Transforming and ingesting complex JSON data with Python by Attila Tóth

Transform and insert complex JSONs into a relational database - without Pandas

Description

Python is a very popular language to write data pipelines, or just process data in general. In this talk, I will show you practical solutions to common data processing challenges when working with complex data files in Python. I will cover some lessons about transforming and ingesting large and deeply nested JSON files into a relational database like PostgreSQL. Even better: using only Python dictionaries and a database connector library (Psycopg2).

During my work, I often need to download and ingest data from different sources. Routinely, I use Python to download the data, transform it, then insert it into a database. But sometimes I come across challenges that make me scratch my head. I’d like to explain how to efficiently organize, transform, and eventually ingest complex JSON files into a PostgreSQL (or any other) relational database. I’m going to use real-world examples and make it easy for everyone to replicate the same solutions in other projects.

In this talk, I will show you practical solutions to common data processing challenges when working with complex data files in Python. I will cover some lessons about transforming and ingesting large and deeply nested JSON files into a relational database like PostgreSQL. Even better: using only Python dictionaries and a database connector library (Psycopg2).

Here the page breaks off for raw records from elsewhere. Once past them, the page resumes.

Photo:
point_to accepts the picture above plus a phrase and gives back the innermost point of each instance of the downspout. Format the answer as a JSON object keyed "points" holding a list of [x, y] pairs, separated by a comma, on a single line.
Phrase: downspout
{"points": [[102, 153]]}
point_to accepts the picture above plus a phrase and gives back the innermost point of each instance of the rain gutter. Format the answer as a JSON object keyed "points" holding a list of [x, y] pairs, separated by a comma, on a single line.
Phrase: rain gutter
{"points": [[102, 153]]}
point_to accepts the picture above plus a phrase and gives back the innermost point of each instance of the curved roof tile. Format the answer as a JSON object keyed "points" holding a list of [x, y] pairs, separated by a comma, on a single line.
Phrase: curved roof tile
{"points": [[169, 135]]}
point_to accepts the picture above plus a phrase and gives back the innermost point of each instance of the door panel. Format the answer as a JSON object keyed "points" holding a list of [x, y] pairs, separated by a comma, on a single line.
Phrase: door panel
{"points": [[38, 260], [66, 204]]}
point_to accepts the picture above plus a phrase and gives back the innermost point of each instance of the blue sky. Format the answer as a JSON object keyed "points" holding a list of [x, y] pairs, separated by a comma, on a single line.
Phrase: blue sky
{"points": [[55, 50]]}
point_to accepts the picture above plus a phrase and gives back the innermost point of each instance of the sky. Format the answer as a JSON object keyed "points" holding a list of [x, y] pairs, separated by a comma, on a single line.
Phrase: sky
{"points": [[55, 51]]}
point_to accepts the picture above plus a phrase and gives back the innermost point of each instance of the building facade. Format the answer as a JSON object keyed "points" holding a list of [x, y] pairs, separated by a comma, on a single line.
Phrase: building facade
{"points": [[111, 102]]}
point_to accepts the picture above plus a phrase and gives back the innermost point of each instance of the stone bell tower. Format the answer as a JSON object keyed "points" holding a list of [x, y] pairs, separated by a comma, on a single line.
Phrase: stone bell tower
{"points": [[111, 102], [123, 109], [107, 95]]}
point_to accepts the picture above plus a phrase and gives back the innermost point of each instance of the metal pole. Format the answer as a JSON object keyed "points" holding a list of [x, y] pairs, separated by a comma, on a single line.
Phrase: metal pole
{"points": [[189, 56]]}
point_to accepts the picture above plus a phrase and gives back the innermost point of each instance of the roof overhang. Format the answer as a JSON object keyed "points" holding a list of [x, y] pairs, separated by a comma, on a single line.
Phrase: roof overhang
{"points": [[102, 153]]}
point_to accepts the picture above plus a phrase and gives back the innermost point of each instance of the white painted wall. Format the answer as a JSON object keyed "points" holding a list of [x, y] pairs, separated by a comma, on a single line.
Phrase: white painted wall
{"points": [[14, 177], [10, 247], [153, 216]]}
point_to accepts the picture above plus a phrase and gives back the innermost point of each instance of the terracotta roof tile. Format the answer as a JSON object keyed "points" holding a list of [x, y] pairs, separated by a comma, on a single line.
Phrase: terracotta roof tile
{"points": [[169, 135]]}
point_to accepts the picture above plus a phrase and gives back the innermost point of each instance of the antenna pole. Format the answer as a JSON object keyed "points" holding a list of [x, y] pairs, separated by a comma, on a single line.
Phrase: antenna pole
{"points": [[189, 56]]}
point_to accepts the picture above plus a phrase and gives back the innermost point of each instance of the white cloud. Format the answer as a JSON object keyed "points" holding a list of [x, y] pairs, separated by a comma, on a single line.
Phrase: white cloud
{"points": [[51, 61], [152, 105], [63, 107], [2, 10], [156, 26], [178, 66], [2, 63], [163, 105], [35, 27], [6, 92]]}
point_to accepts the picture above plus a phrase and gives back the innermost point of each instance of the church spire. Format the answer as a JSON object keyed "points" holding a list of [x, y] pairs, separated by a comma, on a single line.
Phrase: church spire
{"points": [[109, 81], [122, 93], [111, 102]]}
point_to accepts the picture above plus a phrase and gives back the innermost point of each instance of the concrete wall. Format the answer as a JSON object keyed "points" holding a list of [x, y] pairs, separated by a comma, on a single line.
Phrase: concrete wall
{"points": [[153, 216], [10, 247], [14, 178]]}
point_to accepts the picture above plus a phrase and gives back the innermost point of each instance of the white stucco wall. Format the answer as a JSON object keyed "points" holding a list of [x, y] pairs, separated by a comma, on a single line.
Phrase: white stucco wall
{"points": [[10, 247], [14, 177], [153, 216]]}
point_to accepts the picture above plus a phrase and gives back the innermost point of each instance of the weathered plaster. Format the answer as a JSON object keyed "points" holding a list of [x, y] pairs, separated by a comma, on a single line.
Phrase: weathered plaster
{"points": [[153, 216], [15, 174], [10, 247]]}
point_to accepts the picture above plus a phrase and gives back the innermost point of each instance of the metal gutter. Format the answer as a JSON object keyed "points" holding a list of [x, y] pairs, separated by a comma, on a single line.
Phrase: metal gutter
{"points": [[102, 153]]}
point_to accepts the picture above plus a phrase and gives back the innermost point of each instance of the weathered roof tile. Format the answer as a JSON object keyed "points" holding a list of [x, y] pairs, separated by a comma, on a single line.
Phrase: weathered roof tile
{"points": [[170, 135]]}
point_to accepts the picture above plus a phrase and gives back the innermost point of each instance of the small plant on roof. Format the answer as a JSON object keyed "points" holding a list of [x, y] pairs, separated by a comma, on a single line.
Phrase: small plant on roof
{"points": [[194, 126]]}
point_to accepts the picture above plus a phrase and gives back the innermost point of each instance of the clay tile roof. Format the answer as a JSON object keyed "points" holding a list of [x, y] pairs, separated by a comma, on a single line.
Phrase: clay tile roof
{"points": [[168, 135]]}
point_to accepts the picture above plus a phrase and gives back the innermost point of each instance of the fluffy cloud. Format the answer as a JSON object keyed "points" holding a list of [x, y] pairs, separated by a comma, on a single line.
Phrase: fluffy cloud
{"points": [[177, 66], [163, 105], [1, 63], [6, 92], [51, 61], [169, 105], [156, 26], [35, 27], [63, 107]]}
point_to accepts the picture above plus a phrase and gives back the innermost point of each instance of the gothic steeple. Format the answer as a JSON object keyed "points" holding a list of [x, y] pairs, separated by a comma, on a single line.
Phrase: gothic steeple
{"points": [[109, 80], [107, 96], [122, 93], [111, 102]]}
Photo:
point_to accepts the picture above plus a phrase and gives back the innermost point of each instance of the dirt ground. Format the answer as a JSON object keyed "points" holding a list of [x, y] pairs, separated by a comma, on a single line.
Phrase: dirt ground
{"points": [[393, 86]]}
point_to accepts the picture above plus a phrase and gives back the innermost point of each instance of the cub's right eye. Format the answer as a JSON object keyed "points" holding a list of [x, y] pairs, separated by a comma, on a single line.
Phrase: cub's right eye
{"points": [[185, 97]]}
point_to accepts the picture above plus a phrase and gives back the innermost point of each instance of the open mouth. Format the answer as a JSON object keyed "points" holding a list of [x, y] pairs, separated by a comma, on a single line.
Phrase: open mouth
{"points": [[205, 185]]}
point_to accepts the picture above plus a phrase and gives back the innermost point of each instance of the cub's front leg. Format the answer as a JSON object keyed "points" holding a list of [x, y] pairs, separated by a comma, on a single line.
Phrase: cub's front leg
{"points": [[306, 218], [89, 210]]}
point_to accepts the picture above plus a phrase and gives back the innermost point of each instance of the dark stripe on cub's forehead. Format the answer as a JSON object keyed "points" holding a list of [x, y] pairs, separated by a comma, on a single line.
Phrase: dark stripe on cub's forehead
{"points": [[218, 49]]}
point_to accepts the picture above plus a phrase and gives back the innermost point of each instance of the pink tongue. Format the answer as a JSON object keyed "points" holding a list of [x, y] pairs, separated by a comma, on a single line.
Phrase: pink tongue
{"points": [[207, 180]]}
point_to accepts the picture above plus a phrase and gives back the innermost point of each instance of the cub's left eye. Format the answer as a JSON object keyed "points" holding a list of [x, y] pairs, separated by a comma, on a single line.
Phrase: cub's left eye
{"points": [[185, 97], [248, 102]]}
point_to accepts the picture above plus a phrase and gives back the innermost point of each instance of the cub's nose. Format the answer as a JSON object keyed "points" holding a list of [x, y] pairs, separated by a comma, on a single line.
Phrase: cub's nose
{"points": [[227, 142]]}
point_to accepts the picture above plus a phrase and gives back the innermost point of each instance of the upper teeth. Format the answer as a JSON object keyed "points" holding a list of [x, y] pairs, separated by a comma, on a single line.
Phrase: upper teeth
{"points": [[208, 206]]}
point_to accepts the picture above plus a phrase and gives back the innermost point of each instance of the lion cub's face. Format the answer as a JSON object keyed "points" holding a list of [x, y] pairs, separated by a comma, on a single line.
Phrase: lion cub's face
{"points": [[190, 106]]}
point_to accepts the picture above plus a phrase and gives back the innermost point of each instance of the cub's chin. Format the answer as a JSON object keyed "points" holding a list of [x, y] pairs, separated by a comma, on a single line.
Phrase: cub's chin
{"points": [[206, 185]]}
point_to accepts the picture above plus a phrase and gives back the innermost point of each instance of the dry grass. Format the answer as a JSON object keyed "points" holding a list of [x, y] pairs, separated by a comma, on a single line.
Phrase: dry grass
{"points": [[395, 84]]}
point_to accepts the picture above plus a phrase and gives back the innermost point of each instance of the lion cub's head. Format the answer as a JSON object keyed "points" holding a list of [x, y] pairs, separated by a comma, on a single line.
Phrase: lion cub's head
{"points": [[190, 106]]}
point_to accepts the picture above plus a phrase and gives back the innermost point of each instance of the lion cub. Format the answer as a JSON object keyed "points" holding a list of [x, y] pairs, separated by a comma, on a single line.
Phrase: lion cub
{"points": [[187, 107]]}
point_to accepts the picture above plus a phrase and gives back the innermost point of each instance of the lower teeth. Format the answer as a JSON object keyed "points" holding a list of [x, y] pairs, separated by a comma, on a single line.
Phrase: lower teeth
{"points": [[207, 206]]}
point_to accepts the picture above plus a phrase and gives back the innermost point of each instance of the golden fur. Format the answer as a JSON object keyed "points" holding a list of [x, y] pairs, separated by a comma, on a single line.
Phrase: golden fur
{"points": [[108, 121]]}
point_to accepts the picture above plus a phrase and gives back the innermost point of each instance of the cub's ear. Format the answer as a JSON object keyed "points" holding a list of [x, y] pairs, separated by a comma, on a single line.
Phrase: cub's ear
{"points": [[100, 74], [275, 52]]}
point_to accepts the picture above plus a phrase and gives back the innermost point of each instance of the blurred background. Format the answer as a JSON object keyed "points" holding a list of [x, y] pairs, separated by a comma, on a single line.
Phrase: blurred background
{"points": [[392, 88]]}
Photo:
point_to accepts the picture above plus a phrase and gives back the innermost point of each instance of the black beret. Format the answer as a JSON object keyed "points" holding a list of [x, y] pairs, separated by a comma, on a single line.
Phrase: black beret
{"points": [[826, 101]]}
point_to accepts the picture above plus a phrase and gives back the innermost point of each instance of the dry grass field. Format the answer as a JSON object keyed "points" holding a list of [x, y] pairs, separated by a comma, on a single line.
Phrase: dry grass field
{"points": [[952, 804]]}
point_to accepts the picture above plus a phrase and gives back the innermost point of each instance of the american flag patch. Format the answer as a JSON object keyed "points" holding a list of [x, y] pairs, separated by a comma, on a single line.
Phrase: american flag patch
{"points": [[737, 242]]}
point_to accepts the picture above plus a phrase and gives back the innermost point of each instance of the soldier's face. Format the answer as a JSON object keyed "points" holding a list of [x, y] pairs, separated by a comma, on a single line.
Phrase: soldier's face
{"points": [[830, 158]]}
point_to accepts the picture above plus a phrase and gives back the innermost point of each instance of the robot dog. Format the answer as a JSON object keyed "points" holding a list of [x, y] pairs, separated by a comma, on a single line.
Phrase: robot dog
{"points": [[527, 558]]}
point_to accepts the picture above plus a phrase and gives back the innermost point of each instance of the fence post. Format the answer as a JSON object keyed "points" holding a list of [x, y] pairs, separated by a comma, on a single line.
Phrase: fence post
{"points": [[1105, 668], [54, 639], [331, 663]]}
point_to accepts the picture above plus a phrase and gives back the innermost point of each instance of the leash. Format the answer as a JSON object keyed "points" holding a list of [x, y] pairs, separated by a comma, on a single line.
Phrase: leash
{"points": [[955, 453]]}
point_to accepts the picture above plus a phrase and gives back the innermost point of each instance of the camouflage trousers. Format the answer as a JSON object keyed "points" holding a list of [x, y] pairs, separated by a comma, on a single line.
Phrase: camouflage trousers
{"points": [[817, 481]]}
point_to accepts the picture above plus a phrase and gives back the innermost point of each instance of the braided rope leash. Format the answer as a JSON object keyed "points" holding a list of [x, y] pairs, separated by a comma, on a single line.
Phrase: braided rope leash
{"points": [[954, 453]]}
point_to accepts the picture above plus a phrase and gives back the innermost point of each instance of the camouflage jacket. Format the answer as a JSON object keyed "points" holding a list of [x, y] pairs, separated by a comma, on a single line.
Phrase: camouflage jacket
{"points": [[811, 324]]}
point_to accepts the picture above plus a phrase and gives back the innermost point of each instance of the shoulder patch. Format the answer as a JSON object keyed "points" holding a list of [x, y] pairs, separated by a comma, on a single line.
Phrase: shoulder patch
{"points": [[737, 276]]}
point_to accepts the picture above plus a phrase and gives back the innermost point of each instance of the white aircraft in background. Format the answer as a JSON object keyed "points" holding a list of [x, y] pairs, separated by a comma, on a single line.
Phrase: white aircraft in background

Making sense of complex JSON files can be difficult, especially if you are dealing with loosely structured data or data that you don’t know much about. In this session, you will see a blueprint for downloading, transforming, and (batch) ingesting data from an API with Python. You will see how to tackle some of the challenges of working with deeply nested data structures, a difficult database schema with lots of foreign keys, all the while trying not to rely on large external dependencies like Pandas.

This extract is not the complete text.